By Bill Gertz
The Washington Times
December 22, 2007
Defense Secretary Robert M. Gates said yesterday that recent military incidents involving the U.S. and China indicate troubling signs of division between Beijing’s military and the nation’s communist political leaders.
China’s refusal to permit U.S. Navy ship visits to Hong Kong last month and a provocative anti-satellite weapon test in January are prompting U.S. intelligence agencies to worry that the Chinese military is not under the control of the civilian government in Beijing, according to other defense officials.
Mr. Gates voiced similar concerns yesterday when asked by a reporter whether China had explained why it barred the aircraft carrier Kitty Hawk and accompanying warships from making a Thanksgiving Day port call in Hong Kong.
“What has been interesting to me this year is that I think we have had two situations in which there appears to have been a disconnect within the Chinese government,” Mr. Gates said.
After the Chinese military’s successful January test of a missile against a weather-satellite target, China’s Foreign Ministry “didn’t seem to understand or know what had happened” and indicated “confusion” over the test, he said.
“We seem to have had a little bit of the same thing with the Kitty Hawk, where the military may have made a decision that was not communicated to the political side of the government,” Mr. Gates said. “Now, I don’t know that for a fact, but there’s just some hint of that.”

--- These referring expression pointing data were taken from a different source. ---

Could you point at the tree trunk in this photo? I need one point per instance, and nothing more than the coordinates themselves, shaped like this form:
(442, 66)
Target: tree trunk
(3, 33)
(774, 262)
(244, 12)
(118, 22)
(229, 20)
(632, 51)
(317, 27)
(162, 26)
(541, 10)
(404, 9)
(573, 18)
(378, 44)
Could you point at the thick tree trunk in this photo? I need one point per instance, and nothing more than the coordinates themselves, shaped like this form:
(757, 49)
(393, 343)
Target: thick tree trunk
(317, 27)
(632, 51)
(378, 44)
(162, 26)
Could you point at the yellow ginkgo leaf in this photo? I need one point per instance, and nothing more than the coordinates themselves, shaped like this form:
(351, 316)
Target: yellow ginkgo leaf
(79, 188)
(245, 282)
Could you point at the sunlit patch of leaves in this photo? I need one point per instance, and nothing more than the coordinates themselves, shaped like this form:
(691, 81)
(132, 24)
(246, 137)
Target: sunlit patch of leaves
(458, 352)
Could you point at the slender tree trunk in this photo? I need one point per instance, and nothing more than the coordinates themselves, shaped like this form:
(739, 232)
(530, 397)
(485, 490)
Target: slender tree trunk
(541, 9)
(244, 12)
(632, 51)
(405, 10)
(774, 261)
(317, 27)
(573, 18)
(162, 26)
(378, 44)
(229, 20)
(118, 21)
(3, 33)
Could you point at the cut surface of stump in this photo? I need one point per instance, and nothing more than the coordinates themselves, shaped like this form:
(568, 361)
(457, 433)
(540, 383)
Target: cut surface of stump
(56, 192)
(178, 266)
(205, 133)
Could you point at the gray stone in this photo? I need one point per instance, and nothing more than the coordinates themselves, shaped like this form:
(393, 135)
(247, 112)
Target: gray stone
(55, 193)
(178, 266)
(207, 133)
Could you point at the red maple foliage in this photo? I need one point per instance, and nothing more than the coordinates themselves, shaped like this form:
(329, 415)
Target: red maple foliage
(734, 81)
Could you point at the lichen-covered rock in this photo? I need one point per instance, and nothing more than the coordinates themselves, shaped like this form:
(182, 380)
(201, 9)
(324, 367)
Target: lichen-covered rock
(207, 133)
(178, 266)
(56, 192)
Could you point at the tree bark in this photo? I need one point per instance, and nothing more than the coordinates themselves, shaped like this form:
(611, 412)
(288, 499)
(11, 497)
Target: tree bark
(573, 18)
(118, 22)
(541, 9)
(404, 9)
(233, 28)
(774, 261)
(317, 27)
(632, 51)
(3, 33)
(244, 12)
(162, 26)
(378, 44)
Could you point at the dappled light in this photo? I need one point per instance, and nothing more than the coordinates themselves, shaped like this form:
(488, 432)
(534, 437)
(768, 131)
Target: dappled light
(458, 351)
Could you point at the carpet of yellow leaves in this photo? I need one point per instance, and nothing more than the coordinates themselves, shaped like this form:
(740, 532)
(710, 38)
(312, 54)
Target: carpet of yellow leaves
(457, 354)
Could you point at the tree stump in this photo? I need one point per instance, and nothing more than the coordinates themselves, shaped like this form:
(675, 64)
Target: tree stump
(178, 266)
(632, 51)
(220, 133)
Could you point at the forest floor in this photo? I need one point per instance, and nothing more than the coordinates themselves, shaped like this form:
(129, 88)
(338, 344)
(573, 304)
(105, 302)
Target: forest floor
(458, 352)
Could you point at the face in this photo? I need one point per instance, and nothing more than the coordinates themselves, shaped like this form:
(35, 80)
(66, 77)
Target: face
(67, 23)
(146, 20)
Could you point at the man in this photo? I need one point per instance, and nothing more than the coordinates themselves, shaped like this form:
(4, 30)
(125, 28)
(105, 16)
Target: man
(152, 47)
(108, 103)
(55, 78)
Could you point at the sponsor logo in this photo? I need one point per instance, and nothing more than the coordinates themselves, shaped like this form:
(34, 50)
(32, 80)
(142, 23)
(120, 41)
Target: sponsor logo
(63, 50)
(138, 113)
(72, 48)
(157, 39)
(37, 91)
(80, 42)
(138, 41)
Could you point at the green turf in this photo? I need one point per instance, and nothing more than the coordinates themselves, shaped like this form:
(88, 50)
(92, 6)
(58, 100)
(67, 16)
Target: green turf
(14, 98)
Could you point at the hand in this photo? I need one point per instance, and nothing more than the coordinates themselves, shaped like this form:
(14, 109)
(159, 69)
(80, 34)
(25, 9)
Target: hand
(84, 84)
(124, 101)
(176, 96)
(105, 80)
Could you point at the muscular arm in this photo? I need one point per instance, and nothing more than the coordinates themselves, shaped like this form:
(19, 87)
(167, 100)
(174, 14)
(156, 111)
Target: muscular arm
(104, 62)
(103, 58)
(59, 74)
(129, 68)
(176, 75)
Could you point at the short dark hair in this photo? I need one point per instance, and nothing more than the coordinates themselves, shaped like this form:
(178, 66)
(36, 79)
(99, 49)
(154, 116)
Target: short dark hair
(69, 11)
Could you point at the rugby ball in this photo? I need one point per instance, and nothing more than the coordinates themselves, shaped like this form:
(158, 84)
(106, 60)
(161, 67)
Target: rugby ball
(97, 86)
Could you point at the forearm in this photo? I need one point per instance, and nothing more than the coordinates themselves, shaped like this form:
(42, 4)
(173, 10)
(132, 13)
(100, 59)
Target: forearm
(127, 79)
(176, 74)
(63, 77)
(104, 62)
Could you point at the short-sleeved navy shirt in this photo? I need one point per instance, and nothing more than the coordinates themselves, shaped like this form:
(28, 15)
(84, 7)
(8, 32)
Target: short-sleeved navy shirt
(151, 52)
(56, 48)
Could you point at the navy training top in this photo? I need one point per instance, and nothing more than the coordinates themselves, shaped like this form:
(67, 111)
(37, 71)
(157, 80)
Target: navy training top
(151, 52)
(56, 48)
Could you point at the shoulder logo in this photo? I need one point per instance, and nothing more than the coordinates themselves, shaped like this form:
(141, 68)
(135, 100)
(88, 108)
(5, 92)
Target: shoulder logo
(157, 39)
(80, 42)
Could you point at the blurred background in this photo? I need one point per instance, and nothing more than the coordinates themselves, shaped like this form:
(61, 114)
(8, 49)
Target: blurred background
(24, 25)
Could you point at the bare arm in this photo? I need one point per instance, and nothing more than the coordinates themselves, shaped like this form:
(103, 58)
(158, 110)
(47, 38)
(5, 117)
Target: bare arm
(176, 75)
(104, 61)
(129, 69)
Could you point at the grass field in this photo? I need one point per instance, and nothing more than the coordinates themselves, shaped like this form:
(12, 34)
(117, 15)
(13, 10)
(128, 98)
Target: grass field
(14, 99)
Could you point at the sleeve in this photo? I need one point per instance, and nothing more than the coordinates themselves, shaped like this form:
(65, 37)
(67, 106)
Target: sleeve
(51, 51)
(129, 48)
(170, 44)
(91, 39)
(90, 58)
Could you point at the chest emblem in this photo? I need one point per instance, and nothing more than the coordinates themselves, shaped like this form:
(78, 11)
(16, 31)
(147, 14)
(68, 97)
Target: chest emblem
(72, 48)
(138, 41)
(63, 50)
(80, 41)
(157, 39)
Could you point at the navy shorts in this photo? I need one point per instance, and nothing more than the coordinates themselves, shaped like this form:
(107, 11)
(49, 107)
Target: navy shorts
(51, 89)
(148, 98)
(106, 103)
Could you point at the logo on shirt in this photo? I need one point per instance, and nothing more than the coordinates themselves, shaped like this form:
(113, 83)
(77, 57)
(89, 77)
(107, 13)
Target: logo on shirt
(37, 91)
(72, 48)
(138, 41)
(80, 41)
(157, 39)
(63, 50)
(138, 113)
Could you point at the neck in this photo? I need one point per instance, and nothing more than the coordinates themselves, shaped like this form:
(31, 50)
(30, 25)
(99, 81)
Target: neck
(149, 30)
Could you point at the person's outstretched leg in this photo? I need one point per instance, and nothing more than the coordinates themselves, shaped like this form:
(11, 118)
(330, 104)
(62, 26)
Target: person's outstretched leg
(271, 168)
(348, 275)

A senior defense official said that Chinese President Hu Jintao was familiar with China’s secret anti-satellite weapon program but may not have known about the Jan. 11 test, which contradicted China’s public position against the development and deployment of space weapons.
A senior U.S. military officer said there also were signs earlier this year that senior Chinese air force generals were not aware of the existence of the anti-satellite weapons program, which is thought to be a top-secret effort directed by the Communist Party’s Central Military Commission. It is led by Mr. Hu as chairman and has two senior Chinese generals as vice chairmen.

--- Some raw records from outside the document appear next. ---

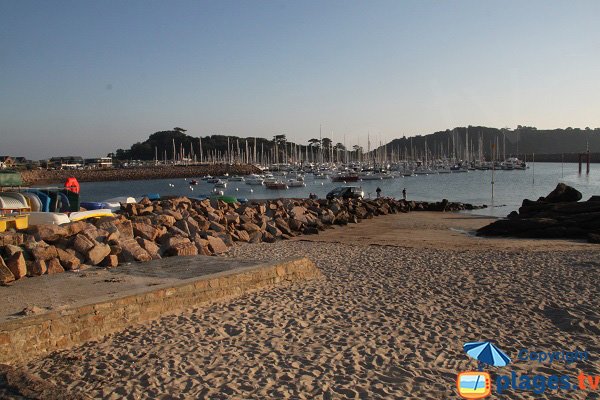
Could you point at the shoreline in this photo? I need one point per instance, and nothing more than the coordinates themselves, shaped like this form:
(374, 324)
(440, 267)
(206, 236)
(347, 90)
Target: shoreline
(381, 298)
(37, 177)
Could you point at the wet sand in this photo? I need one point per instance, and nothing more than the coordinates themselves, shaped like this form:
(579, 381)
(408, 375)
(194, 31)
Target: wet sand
(387, 321)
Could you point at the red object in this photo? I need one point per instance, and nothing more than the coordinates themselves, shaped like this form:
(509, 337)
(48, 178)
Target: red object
(72, 185)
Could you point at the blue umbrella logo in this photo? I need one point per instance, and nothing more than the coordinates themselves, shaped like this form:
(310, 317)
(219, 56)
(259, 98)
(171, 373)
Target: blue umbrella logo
(486, 354)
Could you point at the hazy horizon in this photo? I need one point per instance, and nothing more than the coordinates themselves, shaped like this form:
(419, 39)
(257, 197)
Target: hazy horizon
(82, 78)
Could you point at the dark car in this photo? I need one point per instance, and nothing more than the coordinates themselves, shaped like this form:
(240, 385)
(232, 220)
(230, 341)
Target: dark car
(346, 192)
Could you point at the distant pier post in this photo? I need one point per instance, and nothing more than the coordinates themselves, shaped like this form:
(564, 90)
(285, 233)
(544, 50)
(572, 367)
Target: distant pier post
(587, 165)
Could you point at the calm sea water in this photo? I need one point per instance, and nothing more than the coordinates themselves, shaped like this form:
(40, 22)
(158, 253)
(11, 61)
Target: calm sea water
(510, 187)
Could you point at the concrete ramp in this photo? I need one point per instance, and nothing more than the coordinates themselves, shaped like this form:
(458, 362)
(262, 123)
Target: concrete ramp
(54, 312)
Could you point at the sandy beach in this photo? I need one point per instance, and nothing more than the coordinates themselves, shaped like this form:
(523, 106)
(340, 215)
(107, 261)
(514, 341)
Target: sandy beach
(400, 296)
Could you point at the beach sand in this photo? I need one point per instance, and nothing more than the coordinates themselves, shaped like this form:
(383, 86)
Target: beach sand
(400, 296)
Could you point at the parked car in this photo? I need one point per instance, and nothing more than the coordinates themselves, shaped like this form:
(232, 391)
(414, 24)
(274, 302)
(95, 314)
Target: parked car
(346, 192)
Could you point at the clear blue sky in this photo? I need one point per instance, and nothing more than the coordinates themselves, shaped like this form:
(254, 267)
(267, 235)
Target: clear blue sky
(87, 77)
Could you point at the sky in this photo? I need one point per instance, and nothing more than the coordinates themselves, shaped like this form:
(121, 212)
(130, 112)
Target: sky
(88, 77)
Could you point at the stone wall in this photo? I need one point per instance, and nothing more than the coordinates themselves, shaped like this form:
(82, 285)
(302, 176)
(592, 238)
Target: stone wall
(35, 336)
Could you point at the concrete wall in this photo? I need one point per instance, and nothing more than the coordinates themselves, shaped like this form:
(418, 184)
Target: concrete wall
(35, 336)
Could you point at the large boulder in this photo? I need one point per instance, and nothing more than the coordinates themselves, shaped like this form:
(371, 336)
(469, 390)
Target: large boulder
(68, 260)
(97, 253)
(152, 248)
(6, 276)
(216, 245)
(563, 193)
(132, 251)
(54, 267)
(47, 232)
(37, 268)
(145, 231)
(16, 264)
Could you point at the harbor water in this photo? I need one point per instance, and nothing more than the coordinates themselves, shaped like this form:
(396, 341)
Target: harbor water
(510, 187)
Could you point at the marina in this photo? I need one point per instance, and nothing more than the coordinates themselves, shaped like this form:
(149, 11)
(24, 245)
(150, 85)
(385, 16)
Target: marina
(510, 186)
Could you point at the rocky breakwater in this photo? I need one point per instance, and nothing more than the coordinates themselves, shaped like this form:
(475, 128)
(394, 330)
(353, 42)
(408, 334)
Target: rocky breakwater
(137, 173)
(561, 214)
(182, 227)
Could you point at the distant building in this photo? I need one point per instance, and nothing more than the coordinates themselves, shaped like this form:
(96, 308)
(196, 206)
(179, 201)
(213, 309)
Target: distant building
(6, 161)
(102, 162)
(66, 162)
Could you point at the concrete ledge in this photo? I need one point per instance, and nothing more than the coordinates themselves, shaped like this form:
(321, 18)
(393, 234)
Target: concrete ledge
(35, 336)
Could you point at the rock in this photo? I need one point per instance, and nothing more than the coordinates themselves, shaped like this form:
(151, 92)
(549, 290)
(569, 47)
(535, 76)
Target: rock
(45, 253)
(54, 267)
(16, 264)
(182, 249)
(47, 232)
(37, 268)
(6, 276)
(151, 248)
(175, 214)
(132, 251)
(215, 226)
(232, 218)
(13, 238)
(202, 246)
(310, 230)
(513, 215)
(272, 229)
(83, 244)
(74, 228)
(250, 227)
(126, 228)
(145, 231)
(97, 253)
(243, 236)
(268, 238)
(175, 231)
(216, 245)
(295, 225)
(110, 261)
(68, 260)
(166, 220)
(31, 310)
(283, 226)
(563, 193)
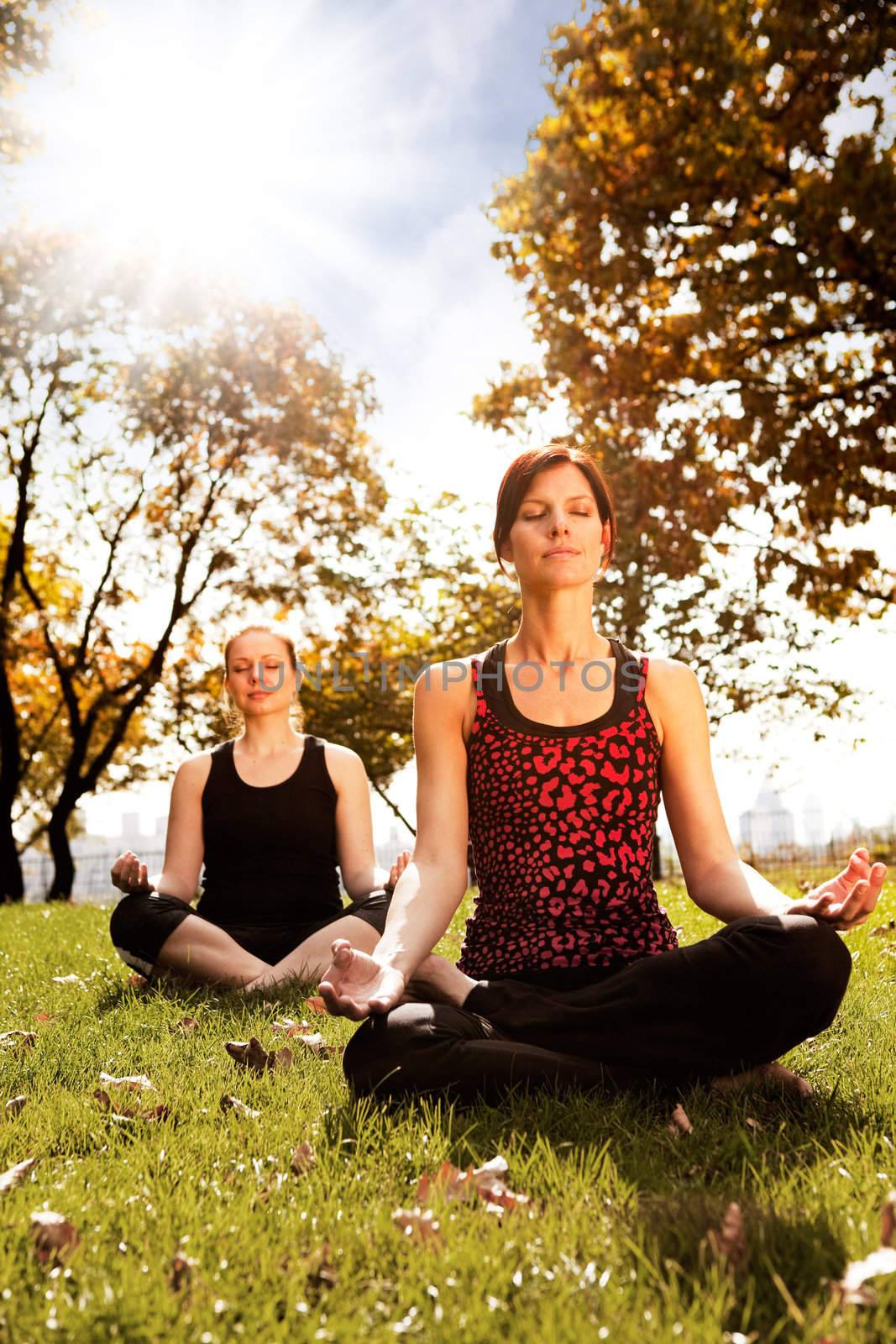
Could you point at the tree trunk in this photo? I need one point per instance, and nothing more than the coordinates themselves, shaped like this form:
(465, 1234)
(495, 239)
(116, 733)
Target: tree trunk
(63, 874)
(11, 880)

Intelligence officials are said to disagree over the analysis of a Chinese leadership split, with pro-China analysts citing a split as explaining hostile Chinese behavior as the result of differences between hawks and doves. A similar analysis during the Cold War sought to explain Soviet behavior, though post-Cold War analysis showed the appearance to be deliberate disinformation.
Still, worries over suspected divisions in China’s leadership are prompting concerns about the control over China’s nuclear arsenal, which is currently expanding in both quantity and quality, defense officials said. China’s military is deploying three new types of advanced, long-range nuclear missiles and a new class of ballistic-missile submarines.
Chinese military leaders so far have not agreed to U.S. government requests for talks on strategic nuclear weapons, despite a promise made by Mr. Hu to President Bush last year to send the commander of China’s nuclear forces to visit the United States and the military’s U.S. Strategic Command. China’s military leaders are said to fear that talks on nuclear forces with the U.S. will lead to disclosures of information that could be used against China in a conflict.
U.S. intelligence agencies know very little about the forces and command-and-control arrangements for China’s nuclear weapons, which are estimated to include about 20 long-range nuclear missiles and several hundred shorter-range, nuclear-capable missiles.
Mr. Gates said that China is continuing its military buildup but that he does not consider China “an enemy.”
“I think there are opportunities for continued cooperation in a number of areas,” he said. “I still think it’s important for us to develop the strategic dialogue with China where we sit down and talk about how we see the threat, how each of us perceives the threat and the purpose behind our modernization programs and so on.”
Richard Fisher, a specialist on the Chinese military, said Mr. Gates’ comments on a possible split among Chinese leader is a cause for concern and should be clarified.
“If such a split is real, then he should also explain if there is a danger of a [military] coup against the party,” said Mr. Fisher, vice president of the International Assessment and Strategy Center. “Such a coup could lead to a PLA-led war against Taiwan for ‘national unity,’ a war that could easily escalate into a nuclear exchange.”
Mr. Fisher said he knows of disturbing reports of tensions between the ruling Communist Party and the military over efforts by Mr. Hu to crack down on corruption in the military.
Marine Corps Gen. James E. Cartwright, vice chairman of the Joint Chiefs of Staff, who appeared with Mr. Gates, also said he wants to develop closer lines of communication with the Chinese military to avoid misunderstandings over issues like the Kitty Hawk, the anti-satellite test and Taiwan.
Asked about tensions between China and Taiwan over Taipei’s plan to hold a nationwide vote seeking United Nations membership under the name Taiwan, instead of the formal Republic of China, Mr. Gates said he is not worried “there will be a military reaction.”
Mr. Gates also called “specious” claims in the Chinese and U.S. press that the reason the Kitty Hawk was blocked from Hong Kong was Chinese anger that the defense secretary had not warned Chinese military leaders during his visit to China in October that the Pentagon was set to sell upgraded Patriot missile equipment to Taiwan.